Cattle futures ease in US for fear of supply bottleneck

US cattle futures prices have eased off over the past few days following signs that the industry is still suffering from a bottleneck in the nations feedlots.

On the surface, the latest US Departmant of Agriculture Cattle on Feed report would appear bullish. The number of store cattle placed in feedlots with a capacity of 1000 head or more during September was down 2% from a year ago at 2.65 million feeder cattle.

However, the average weight of these cattle entering the feedlots to be fattened up for slaughter remains high and this will increase the future supply of beef to the packing houses. As many as 941,000 head weighed over 800lbs (364kg) and 796,000 weighed between 700 and 800lbs.

On the positive side, there was a 3% year-on-year increase in the number of finished cattle marketed to the packers, at 1.86 million head. This accelerated pace will help clear the backlog of cattle but market analysts warn the slaughter rate is still not high enough to tighten up the market.

The Chicago November futures contract for store cattle settled on Wednesday 21 October at 71.85¢/lb, down from 73¢ at the start of last week prior to the Cattle on Feed report.

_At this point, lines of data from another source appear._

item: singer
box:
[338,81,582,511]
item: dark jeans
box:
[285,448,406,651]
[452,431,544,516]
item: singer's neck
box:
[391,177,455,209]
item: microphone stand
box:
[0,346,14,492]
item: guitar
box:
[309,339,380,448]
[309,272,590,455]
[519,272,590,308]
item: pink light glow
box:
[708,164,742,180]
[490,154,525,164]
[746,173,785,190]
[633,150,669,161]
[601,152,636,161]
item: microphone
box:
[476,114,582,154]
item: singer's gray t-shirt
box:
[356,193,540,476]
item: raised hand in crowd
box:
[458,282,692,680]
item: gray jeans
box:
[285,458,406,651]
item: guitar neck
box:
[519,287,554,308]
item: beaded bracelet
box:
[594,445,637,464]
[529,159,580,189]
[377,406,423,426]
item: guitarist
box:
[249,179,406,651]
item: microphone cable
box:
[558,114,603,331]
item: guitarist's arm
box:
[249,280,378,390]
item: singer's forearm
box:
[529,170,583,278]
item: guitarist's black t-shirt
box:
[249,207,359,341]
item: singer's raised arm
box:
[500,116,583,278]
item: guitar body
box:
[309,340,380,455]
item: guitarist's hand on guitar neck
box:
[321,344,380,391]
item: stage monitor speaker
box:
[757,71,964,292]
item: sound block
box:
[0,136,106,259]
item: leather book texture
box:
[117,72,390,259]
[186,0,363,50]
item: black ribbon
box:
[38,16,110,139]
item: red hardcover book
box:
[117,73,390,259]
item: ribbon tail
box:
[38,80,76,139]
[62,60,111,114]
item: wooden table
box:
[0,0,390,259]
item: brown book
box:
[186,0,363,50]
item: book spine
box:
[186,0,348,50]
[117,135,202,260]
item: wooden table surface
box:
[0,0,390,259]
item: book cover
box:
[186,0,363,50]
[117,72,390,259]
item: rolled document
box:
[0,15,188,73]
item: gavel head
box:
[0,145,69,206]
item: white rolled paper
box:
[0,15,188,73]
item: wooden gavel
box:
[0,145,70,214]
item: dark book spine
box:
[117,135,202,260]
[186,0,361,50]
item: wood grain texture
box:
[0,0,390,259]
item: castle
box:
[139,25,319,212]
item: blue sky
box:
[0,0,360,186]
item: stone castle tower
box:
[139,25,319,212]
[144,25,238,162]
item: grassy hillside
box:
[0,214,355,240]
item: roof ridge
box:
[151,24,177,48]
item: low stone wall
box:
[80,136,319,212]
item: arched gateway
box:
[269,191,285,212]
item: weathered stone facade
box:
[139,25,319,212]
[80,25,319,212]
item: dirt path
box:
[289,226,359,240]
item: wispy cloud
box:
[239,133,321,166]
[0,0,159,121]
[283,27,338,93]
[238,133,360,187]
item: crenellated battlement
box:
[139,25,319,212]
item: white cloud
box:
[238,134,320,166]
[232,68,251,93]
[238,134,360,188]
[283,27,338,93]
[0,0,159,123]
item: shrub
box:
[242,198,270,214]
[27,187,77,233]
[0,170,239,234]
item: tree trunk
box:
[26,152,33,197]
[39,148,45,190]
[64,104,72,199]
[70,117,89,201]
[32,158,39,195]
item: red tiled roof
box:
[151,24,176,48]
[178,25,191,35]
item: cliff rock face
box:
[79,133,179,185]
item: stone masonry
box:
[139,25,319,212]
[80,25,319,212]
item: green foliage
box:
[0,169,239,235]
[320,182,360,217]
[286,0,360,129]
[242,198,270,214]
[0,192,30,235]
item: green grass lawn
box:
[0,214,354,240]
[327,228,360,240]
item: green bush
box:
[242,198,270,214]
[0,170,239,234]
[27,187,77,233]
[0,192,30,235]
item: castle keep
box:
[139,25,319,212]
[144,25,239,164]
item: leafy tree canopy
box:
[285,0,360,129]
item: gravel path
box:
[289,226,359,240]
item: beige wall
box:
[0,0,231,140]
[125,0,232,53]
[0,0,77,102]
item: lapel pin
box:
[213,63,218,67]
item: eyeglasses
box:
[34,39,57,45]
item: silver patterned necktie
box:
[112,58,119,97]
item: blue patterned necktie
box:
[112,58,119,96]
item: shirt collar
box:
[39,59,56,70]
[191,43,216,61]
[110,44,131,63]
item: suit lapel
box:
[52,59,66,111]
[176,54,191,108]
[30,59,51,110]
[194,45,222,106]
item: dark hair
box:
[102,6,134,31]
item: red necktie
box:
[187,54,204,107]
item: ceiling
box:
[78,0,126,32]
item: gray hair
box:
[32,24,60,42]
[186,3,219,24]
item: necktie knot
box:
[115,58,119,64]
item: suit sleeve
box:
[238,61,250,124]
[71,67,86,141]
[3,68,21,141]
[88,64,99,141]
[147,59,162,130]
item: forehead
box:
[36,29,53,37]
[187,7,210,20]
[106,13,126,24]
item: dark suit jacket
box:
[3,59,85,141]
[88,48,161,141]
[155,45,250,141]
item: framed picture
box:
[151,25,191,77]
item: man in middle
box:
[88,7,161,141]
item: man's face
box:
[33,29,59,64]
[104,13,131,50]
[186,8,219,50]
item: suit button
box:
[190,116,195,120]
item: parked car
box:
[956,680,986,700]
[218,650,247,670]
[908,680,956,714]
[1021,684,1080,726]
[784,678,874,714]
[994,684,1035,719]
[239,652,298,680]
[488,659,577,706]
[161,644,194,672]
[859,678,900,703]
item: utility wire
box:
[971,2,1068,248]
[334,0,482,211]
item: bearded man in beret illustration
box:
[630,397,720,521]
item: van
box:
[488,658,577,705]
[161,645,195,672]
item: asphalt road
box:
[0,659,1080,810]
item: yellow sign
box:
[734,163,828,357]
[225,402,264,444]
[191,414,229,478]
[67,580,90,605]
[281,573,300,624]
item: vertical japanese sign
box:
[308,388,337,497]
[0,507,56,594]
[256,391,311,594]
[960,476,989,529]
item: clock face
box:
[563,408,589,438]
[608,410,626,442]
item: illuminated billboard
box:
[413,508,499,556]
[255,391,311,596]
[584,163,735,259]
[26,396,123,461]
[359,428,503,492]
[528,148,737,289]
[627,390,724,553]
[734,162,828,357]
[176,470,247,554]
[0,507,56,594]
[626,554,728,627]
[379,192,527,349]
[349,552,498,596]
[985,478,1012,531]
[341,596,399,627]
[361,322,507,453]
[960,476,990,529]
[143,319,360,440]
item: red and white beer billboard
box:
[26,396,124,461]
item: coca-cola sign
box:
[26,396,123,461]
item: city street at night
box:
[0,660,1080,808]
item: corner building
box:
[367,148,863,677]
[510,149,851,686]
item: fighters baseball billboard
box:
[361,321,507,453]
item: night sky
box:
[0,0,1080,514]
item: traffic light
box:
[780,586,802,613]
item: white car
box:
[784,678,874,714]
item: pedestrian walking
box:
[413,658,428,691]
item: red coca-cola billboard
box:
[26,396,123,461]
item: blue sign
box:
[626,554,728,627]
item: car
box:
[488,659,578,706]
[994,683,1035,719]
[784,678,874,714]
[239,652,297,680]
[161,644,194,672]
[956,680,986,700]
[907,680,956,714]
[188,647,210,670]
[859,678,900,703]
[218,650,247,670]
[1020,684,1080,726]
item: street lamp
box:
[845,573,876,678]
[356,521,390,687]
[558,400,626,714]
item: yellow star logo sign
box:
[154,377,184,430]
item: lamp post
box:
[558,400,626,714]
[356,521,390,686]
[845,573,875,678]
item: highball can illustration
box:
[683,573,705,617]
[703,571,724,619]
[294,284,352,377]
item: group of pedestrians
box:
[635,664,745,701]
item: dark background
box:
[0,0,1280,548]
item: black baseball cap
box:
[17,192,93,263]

So far, the cash prices paid for live or fed cattle by packing houses are holding on to their gains following their strong rally in early October. The market is situated around 63¢/lb, compared with 61¢ a week ago and 57¢/lb a fortnight ago.

However, many analysts fear the cash market is due for a correction and this is also helping to drive futures prices lower.

US pig gloom as Russia aid fails to materialise

AFTER a 10% price rally last week on hopes that the US Department of Agriculture (USDA) would ship pork as food aid to Russia, the market has suffered an attack of pessimism.

The US pig industry urgently needs some such export measure to help alleviate oversupply. However, USDA Secretary Dan Glickman has pointed out that he is still awaiting a formal request from Russia and that any food aid would comprise both grains and meat.

While the hope of immediate exports to Russia has diminished somewhat, the industry still faces growing domestic output next year. Producers are planning to expand in 1999, despite the 40% drop in pig prices from last year.

Economists at the USDA suggest that pig farmers were spared the full impact of the price fall because cheaper feed has helped protect their margins. This has made them more willing to step up their operations.

The Chicago October lean hog futures contract dropped from an intraday high of almost 45¢/lb on Wednesday 14 October to 40.4¢/lb on Tuesday 20 October.

However, the contract recovered some ground on reports of a 17% year-on-year drop in the amount of pork bellies in cold storage, which suggested an improvement in the supply picture for producers. The contract gained 0.7¢/lb on Wednesday 21 October to close at 41.1¢/lb.

Cash prices followed a similar pattern, dropping from 28¢/lb last week to 25¢ on Tuesday but recovering to 27¢ on Wednesday.